2 de maio de 2014

Dez razões para apoiar o Acordo Ortográfico

Durante o dia de hoje, os nossos deputados terão finalmente uma questão verdadeiramente importante para decidir: devem ou não as consoantes mudas sobreviver? Será que Portugal deixa de ser Portugal e que os portugueses deixam de ser portugueses se passarmos a escrever sem as consoantes mudas? Devemos condenar à morte estas periclitantes letrinhas? Andamos tão entretidos com questões menores como o desemprego elevado, a emigração galopante e os cortes definitivos nas pensões que não estamos suficientemente atentos para a maior ameaça à maneira de viver portuguesa: o Acordo Ortográfico. 
Pelo menos, é essa a ideia que fica cada vez que se lê mais um artigo contra o Acordo Ortográfico. Ainda esta semana, foram publicados vários deles no jornal Público. Clama-se contra a invasão estrangeira. Brame-se pelo português de lei. Invectivam-se os traidores da pátria portuguesa. Mas será que o Acordo Ortográfico nos vai condenar a uma nova Idade Média de trevas e ignorância? Será que podemos viver normalmente sem consoantes mudas? O que me parece é que há pelo menos dez boas razões para apoiar o Acordo Ortográfico.
1. Começando pelo princípio. Foi Portugal que, em 1911, alterou a grafia da língua portuguesa sem consultar o Brasil, o que fez com que passasse a haver duas ortografias para a mesma língua. O Acordo vem resolver este erro histórico.
2. As alterações do Acordo Orográfico facilitam a aprendizagem. Quer de crianças, quer de estrangeiros. Por uma razão simples: as palavras passam a ficar mais próximas da forma como se lêem.
3. O Acordo Ortográfico apenas afeta um número diminuto de palavras, cerca de 1,6%. O que significa que as alterações trazidas pelo Acordo são mínimas face ao português que se escreve.
4. As escolas portuguesas já ensinam conforme o Acordo Ortográfico. As leis portuguesas já são publicadas conforme o Acordo Ortográfico. O Governo já governa conforme o Acordo Ortográfico. A maioria dos jornais já publica conforme o Acordo Ortográfico. Parece impossível, mas tudo isto acontece sem revolta, dor ou trauma.
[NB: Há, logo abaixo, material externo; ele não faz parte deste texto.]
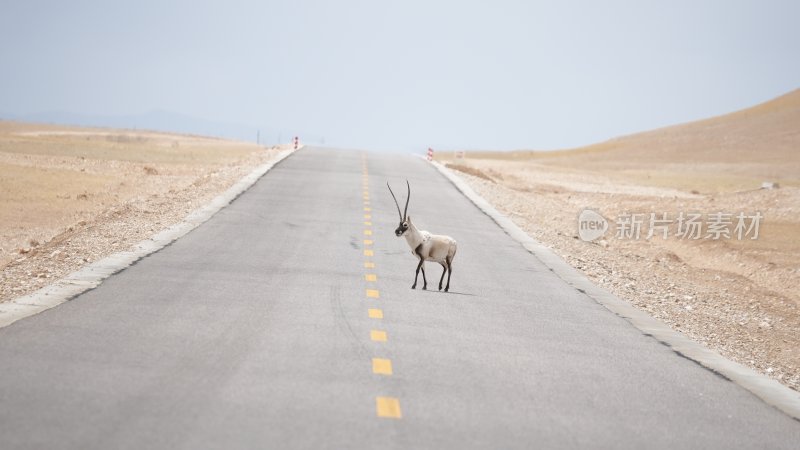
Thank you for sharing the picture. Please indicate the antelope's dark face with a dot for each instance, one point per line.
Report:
(404, 220)
(402, 228)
5. Entrando no Acordo, é evidente que nunca poderia haver qualquer acordo com o Brasil para unificar a ortografia que não abrangesse as consoantes mudas. É que, simplesmente, os brasileiros não as afloram nem as pronunciam.
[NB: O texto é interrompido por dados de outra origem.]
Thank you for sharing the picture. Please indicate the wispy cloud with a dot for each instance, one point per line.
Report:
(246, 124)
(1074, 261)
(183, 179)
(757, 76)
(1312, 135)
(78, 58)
6. E quem acha que abdicámos da nossa forma de escrita, é bom lembrar que o Brasil também cedeu e deixou, por exemplo, de usar o trema em algumas palavras, como no "u" em linguiça.
7. Há apenas oito países no mundo que têm o português como língua oficial. E só há duas ortografias, a portuguesa e a brasileira. Chegar a um consenso quanto à forma de escrever é relativamente fácil. O que é altamente vantajoso para uma língua falada em quatro continentes por mais de 250 milhões de pessoas.
8. Numa perspectiva egoísta, o Acordo Ortográfico contribui, de forma modesta, para que o português do Brasil se mantenha português do Brasil e não se torne brasileiro. Sim, interessa-nos que o português seja falado por mais de 200 milhões de pessoas na América do Sul.
9. O Brasil já aplica o Acordo Ortográfico e, ao contrário do que se diz, não o rasgou nem o rejeitou. Apenas prolongou o período de transição em que se podem utilizar as duas grafias, a antiga e a nova, que passou de 2012 para 2015. Aliás, todos os países de língua oficial portuguesa já ratificaram o Acordo Ortográfico. A única exceção é Angola que, mesmo assim, tem dado alguns sinais de querer rever a sua posição.
10. Finalmente, um dos argumentos mais repetidos é que não devemos escrever como os brasileiros porque somos portugueses. Ver telenovelas brasileiras, tudo bem. Ouvir cantores brasileiros, excelente. Ler romancistas brasileiros, nada contra. Admirar futebolistas brasileiros, sim senhor. Comer comida brasileira, é um gosto. Viajar para o Brasil, uma maravilha. Mas escrever como os brasileiros é que é mortal.